Je ne peux résister, avant de me lancer dans l’étude dudit système pathologique à mentionner une autre étude, très récente, sur la présence de composés chimiques dans nos océans.  

Pollution chimique dans les océans : l’empreinte indélébile de l’industrie2

Une étude internationale publiée le 16 mars 2026 dans Nature Geoscience dresse un constat alarmant : les composés chimiques issus des activités humaines sont désormais omniprésents dans les mers et océans du monde entier. Analysant 2 315 échantillons prélevés dans une vingtaine de sites à travers les océans Pacifique, Atlantique Nord et Indien, les chercheurs ont identifié 248 substances d’origine anthropique, représentant en médiane 2% de la matière organique dissoute — proportion jugée « loin d’être négligeable ».

Les secteurs agricole, pharmaceutique et industriel sont directement mis en cause. Parmi les polluants détectés figurent des pesticides (DEET, icaridine), des additifs plastiques (phtalates), des filtres UV cosmétiques, des tensioactifs, ainsi qu’une large gamme de résidus médicamenteux — bêtabloquants, antidépresseurs, chloroquine. Ces substances parviennent aux océans, notamment via les stations d’épuration, incapables d’éliminer la plupart des composés organiques.

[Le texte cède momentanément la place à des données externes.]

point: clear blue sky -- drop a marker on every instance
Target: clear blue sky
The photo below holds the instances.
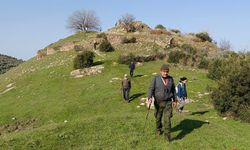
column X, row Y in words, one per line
column 29, row 25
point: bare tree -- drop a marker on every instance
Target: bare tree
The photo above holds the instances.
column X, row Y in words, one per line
column 225, row 45
column 126, row 21
column 83, row 21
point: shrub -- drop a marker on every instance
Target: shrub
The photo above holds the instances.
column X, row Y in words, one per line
column 233, row 93
column 106, row 46
column 204, row 36
column 128, row 40
column 160, row 31
column 126, row 59
column 159, row 26
column 215, row 69
column 175, row 56
column 203, row 64
column 79, row 48
column 102, row 35
column 83, row 60
column 189, row 49
column 175, row 31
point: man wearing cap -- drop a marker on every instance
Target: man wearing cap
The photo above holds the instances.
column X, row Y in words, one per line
column 182, row 93
column 126, row 85
column 162, row 88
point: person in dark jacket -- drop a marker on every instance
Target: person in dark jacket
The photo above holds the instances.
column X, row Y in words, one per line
column 131, row 69
column 182, row 93
column 162, row 88
column 126, row 86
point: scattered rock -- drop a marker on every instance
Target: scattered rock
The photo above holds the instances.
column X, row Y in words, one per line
column 87, row 71
column 7, row 90
column 142, row 104
column 17, row 126
column 10, row 85
column 115, row 63
column 143, row 100
column 139, row 64
column 116, row 78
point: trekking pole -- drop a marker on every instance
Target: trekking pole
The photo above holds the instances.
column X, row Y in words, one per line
column 121, row 94
column 148, row 110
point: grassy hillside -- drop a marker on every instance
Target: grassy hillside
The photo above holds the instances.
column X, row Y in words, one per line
column 45, row 108
column 7, row 62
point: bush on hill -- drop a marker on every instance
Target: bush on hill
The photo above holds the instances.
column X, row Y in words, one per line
column 79, row 48
column 160, row 26
column 204, row 36
column 175, row 31
column 102, row 35
column 7, row 62
column 106, row 46
column 126, row 40
column 127, row 59
column 83, row 60
column 232, row 96
column 175, row 56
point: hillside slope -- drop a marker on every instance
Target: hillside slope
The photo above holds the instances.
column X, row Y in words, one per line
column 48, row 109
column 7, row 62
column 43, row 107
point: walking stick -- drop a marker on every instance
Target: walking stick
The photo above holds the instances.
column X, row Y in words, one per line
column 121, row 94
column 148, row 110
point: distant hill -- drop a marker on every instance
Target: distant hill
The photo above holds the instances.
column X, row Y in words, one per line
column 43, row 106
column 7, row 62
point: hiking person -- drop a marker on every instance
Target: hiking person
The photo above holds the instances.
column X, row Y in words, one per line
column 126, row 86
column 162, row 88
column 181, row 94
column 131, row 69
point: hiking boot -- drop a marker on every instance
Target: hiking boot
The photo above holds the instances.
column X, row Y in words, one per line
column 168, row 137
column 158, row 132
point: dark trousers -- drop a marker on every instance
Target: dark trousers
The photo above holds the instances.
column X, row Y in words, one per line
column 125, row 93
column 131, row 73
column 181, row 105
column 163, row 109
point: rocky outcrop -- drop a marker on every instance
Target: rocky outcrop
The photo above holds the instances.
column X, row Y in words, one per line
column 87, row 71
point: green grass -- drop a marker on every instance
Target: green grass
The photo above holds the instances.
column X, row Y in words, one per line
column 96, row 116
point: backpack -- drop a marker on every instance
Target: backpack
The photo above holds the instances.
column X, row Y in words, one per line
column 176, row 88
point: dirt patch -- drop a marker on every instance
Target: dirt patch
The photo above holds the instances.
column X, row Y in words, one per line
column 17, row 126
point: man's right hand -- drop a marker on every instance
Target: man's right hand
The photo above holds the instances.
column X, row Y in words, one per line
column 149, row 101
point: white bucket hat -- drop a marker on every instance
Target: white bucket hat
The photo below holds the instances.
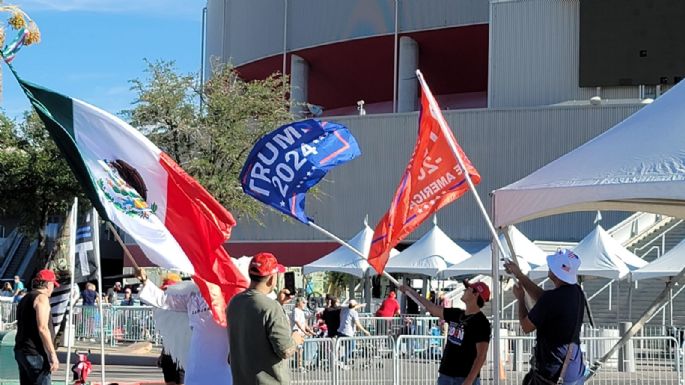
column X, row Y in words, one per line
column 564, row 265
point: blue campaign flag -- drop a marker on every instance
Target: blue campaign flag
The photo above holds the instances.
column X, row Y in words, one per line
column 286, row 163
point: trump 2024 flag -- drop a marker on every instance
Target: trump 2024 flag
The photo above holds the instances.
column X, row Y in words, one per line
column 286, row 163
column 432, row 180
column 135, row 185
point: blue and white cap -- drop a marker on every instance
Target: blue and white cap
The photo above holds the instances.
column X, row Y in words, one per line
column 564, row 265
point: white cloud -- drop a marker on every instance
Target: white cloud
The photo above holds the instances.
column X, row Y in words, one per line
column 176, row 8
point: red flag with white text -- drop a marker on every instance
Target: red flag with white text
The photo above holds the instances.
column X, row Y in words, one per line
column 432, row 180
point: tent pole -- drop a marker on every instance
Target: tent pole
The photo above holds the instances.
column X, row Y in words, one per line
column 359, row 253
column 496, row 360
column 95, row 225
column 73, row 219
column 630, row 302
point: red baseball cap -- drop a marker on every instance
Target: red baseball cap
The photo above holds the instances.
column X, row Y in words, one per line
column 482, row 289
column 47, row 276
column 264, row 264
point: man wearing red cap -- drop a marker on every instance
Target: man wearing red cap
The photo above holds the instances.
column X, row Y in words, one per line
column 390, row 307
column 33, row 349
column 468, row 335
column 258, row 329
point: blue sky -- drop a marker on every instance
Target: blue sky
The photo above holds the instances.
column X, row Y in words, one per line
column 90, row 49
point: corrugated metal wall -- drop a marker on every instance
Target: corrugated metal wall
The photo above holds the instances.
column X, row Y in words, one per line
column 534, row 55
column 316, row 22
column 504, row 145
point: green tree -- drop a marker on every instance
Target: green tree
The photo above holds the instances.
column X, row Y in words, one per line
column 35, row 181
column 211, row 143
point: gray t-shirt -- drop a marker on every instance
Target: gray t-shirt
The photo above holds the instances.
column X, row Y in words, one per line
column 259, row 336
column 348, row 319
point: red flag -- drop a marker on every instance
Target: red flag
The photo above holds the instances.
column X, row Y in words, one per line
column 432, row 180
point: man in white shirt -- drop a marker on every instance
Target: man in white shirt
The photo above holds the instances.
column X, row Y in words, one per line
column 299, row 325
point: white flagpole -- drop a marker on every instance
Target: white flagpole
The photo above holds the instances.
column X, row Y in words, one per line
column 95, row 226
column 495, row 262
column 72, row 269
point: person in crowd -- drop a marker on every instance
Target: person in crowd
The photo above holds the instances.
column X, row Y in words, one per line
column 468, row 335
column 128, row 298
column 7, row 290
column 284, row 296
column 390, row 307
column 34, row 350
column 331, row 316
column 113, row 293
column 198, row 343
column 259, row 332
column 18, row 285
column 89, row 296
column 299, row 325
column 349, row 323
column 557, row 316
column 19, row 297
column 173, row 372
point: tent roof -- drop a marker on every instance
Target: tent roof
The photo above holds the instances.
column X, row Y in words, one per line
column 430, row 255
column 481, row 263
column 669, row 265
column 600, row 256
column 638, row 165
column 343, row 260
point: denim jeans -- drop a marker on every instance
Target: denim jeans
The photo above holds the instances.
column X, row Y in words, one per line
column 33, row 369
column 447, row 380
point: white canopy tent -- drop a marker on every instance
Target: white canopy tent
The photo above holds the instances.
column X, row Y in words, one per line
column 528, row 256
column 343, row 260
column 601, row 256
column 669, row 265
column 429, row 256
column 638, row 165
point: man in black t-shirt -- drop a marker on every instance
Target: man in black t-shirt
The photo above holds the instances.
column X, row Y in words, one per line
column 468, row 335
column 557, row 316
column 331, row 317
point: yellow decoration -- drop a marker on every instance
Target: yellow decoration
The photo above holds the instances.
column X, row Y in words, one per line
column 33, row 35
column 17, row 20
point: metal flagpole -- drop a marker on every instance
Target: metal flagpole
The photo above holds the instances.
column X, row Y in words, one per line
column 72, row 269
column 359, row 253
column 95, row 226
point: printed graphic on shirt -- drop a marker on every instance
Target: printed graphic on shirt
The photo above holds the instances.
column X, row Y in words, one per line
column 455, row 333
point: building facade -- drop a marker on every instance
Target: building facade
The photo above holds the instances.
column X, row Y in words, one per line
column 505, row 72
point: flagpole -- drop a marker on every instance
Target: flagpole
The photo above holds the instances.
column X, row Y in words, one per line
column 453, row 146
column 95, row 226
column 352, row 248
column 359, row 253
column 72, row 270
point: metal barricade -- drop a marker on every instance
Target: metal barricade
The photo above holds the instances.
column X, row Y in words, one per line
column 8, row 313
column 396, row 326
column 364, row 360
column 133, row 324
column 651, row 360
column 417, row 359
column 313, row 362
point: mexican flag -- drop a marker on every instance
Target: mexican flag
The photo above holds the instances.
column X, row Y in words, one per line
column 135, row 185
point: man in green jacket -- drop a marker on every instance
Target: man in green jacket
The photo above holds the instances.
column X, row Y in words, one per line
column 259, row 332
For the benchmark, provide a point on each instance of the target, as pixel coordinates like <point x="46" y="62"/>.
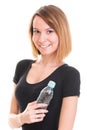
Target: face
<point x="44" y="37"/>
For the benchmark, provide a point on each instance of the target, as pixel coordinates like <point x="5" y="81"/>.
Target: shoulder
<point x="24" y="62"/>
<point x="71" y="81"/>
<point x="70" y="70"/>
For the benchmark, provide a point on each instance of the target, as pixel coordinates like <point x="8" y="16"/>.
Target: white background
<point x="14" y="46"/>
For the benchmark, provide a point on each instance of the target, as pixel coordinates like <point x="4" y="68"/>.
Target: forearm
<point x="14" y="121"/>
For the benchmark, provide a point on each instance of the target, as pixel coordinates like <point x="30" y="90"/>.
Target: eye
<point x="50" y="31"/>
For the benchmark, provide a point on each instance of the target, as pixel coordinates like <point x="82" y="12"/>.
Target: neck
<point x="48" y="61"/>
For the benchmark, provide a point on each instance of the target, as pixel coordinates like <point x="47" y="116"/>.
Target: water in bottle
<point x="46" y="93"/>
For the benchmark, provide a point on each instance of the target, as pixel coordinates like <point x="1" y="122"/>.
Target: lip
<point x="45" y="46"/>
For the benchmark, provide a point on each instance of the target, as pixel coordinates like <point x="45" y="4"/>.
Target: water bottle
<point x="46" y="93"/>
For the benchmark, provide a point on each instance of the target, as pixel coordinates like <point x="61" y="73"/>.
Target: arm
<point x="68" y="112"/>
<point x="30" y="115"/>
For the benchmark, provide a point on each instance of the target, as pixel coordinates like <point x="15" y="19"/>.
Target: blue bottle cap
<point x="51" y="84"/>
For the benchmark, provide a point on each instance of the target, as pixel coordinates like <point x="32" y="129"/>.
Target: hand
<point x="34" y="112"/>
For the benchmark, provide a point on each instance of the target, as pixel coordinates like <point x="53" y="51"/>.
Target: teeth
<point x="45" y="46"/>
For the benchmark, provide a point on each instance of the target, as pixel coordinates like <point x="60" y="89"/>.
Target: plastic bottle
<point x="46" y="93"/>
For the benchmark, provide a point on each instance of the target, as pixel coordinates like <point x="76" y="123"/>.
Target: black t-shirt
<point x="67" y="80"/>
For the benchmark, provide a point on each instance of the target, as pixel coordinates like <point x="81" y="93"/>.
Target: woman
<point x="51" y="43"/>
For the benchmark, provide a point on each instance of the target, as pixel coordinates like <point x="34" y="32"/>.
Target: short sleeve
<point x="21" y="67"/>
<point x="71" y="83"/>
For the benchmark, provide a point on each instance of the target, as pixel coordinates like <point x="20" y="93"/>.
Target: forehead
<point x="38" y="22"/>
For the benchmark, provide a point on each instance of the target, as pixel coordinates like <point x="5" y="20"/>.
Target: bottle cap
<point x="51" y="84"/>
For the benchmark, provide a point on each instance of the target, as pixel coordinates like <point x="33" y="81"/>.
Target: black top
<point x="67" y="80"/>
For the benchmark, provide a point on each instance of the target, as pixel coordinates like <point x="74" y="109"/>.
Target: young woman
<point x="51" y="43"/>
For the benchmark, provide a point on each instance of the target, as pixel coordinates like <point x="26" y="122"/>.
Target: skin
<point x="46" y="41"/>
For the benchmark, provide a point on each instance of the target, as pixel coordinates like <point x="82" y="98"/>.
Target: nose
<point x="42" y="37"/>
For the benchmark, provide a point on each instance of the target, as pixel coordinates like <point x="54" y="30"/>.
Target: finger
<point x="38" y="111"/>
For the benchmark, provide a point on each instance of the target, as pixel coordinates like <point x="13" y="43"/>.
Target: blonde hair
<point x="57" y="20"/>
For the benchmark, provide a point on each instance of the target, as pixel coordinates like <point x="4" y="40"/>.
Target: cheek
<point x="34" y="39"/>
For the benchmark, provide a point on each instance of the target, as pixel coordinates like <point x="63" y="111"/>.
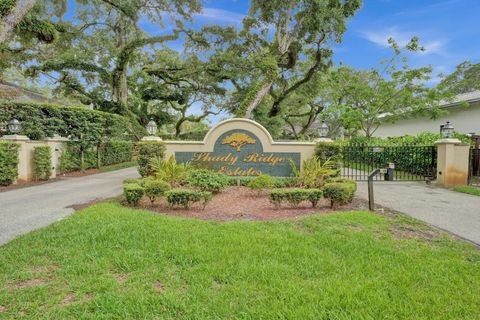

La situation est particulièrement critique dans les zones côtières, où la part de contaminants d’origine humaine atteint 20% en médiane et jusqu’à 63% dans les cas extrêmes. Or, loin de se résorber, la pollution devrait s’aggraver considérablement : le nombre de substances chimiques produites augmentera de 500 à 600% entre 2000 et 2050, soit dix fois plus vite que la croissance démographique mondiale (+60%).

Face à ce danger croissant, les experts soulignent le paradoxe économique central : « l’industrie continue à produire des quantités considérables de ces matériaux, qui font partie de l’économie », même si leurs impacts toxiques — perturbateurs endocriniens, cancérigènes, neurotoxiques — sont de plus en plus documentés. La régulation se heurte en outre à une stratégie d’esquive industrielle : dès qu’une substance est interdite, les fabricants la remplacent par d’autres molécules non encore réglementées, entretenant une véritable « course-poursuite » avec la science et le droit.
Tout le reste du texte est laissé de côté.